Court will decide Iowa ballot access for Libertarian Gary Johnson

Supporters of Mitt Romney filed an emergency petition for judicial review in Polk County district court yesterday, seeking to reverse a state panel’s decision to allow Libertarian Party presidential nominee Gary Johnson to appear on the Iowa general election ballot.

Iowa voters Gloria Mazza of Clive and Dean Montgomery of Urbandale are the petitioners against Iowa Secretary of State Matt Schultz, Attorney General Tom Miller, and State Auditor David Vaudt, who are represented on the state panel that resolves disputes over ballot access. Earlier this week, that panel rejected an effort by Mazza and Montgomery to keep Johnson off the ballot. Bleeding Heartland provided background and details about that decision here. Click here for the full text of yesterday’s court filing. It asks the court to expedite consideration of the case because the state of Iowa must print ballots in time to mail them to overseas military personnel by September 22. Excerpts:

9. During public deliberations yesterday, August 29, 2012, Attorney General MIller and Deputy Auditor Warren Jenkins initially voiced their opinion that, under any reasonable interpretation, the Libertarian Party did not hold a caucus or convention, and that its certificate of nomination was therefore legally insufficient.

10. Secretary of State Matt Schultz, however, faulted the legislature for not defining the words “caucus” or “convention,” and therefore was willing to certify the Libertarian Party’s nominees for President and Vice President, even though it did not hold a caucus or convention under any reasonable interpretation of those words.

11. Deputy Auditor Jenkins then switched his vote.

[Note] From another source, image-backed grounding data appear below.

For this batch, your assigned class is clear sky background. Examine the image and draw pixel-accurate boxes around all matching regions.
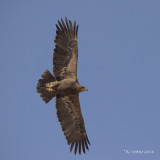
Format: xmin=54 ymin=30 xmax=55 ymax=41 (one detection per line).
xmin=0 ymin=0 xmax=160 ymax=160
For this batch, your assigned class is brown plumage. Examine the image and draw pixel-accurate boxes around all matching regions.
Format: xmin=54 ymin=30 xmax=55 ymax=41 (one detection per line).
xmin=36 ymin=17 xmax=90 ymax=154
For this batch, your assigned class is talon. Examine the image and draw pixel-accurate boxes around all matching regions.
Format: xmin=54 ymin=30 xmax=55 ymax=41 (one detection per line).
xmin=46 ymin=83 xmax=53 ymax=88
xmin=46 ymin=87 xmax=54 ymax=92
xmin=46 ymin=82 xmax=59 ymax=88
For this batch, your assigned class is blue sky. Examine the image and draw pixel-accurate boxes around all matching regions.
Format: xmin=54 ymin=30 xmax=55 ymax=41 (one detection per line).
xmin=0 ymin=0 xmax=160 ymax=159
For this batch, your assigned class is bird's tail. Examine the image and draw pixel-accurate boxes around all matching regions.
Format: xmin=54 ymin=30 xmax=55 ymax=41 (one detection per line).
xmin=36 ymin=70 xmax=57 ymax=103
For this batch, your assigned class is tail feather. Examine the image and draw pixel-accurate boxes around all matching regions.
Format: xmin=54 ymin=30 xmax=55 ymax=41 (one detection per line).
xmin=37 ymin=70 xmax=56 ymax=103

12. In the interest of unanimity, and noting that the Attorney General’s office would be representing the Panel in any further proceedings, Attorney General Miller also switched his vote. Thus, the Panel ultimately voted to deny Petitioners’ objection. […]

15. The Panel’s decision is:

(a) Based on an erroneous interpretation of a provision of law whose interpretation has not clearly been vested by a provision of law in the discretion of the Panel;

(b) unsupported by substantial evidence in the record made before the agency when that record is reviewed as a whole;

(c) otherwise unreasonable, arbitrary and capricious.

Click here to read the more detailed brief in support of the petitioners’ motion for temporary injuction. Other documents related to this case are available here.

Joan Scotter, a well-known Iowa Republican activist who is a nominee for the electoral college, filed a motion to intervene in support of the petitioners in this case. She endorsed Mitt Romney for president before the Iowa caucuses. Romney’s election day operations director for Iowa, Jay Kramer, appears to be orchestrating the efforts to strike the Libertarian ticket off the ballot.